Pictures from an Exhibition

Mussorgsky and Rachmaninoff

Scott Davie, piano

ABC Classics 476 3166

 

In countless libraries around the world are endless fragments of pieces by famous composers. Sketched in margins and on scraps of paper are musical tid-bits that were scarcely written to be heard, and which, when recorded, are for the most part entirely unsatisfying as musical compositions. Hidden at the end of CDs, they can pass almost unnoticed, which in many cases is a situation for which one should be grateful. Not so here! The twentieth track, a première recording of a reconstruction of a Piano Piece in A‑flat major, is remarkable. Both Scott Davie’s recording and reconstruction of this piece will give it a prosperous future.

This piece is straightforward and consists of end‑cadences transposed here and there, making it the perfect final track for this CD. More than other works presented, this one is suited ideally to the Overs piano upon which it is played. This piano has a particularly warm lower‑middle range, which strengthens the counterpoint between transpositions of the ‘cadential’ gesture and provides a continuity that would otherwise be lacking.

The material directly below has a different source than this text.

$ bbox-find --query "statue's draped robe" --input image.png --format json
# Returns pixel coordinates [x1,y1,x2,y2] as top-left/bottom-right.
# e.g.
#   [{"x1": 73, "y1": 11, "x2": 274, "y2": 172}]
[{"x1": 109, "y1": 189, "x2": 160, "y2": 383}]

On occasion, the instrument’s sustaining power is less suited to the repertoire. For example, in the opening of Rachmaninoff’s First Piano Sonata, that lower‑middle register strengthens even as the upper voices have fallen in dynamic. This has the effect of implying dual temporalities, one tied to the melodic contour, the other its harmonic support. Elsewhere in this movement the flurry of notes renders this registral imbalance a more positive force, as the dense rhythmic materials more actively shape different pitch strata. Ultimately the instrument’s timbre is attractive in its luscious effortlessness.

The recordings of both the First Piano Sonata and Mussorgsky’s Pictures from an Exhibition are thoroughly engaging. Davie’s performances demonstrate great clarity; his gestures are purposeful and carefully constructed, his textures lucid and precise. The first half of the disc, Pictures, demonstrates Davie’s ability to draw the ear towards a meticulously detailed middle‑ground, which prepares for the added complexities in Rachmaninoff’s Sonata.  Other than the three short pieces between the Sonata and the Piano piece in A-flat major, which seem arbitrarily inserted, the CD is constructed as a single arc.

All the recordings here are of the highest standard. Davie’s articulations are brilliantly clean, and his interpretations are insightful. It is apparent both from the convincing performances, and from the liner notes, that Davie’s scholarship in Russian music, and particularly of Rackmaninoff, provides a level of insight not often matched by performers of this repertoire.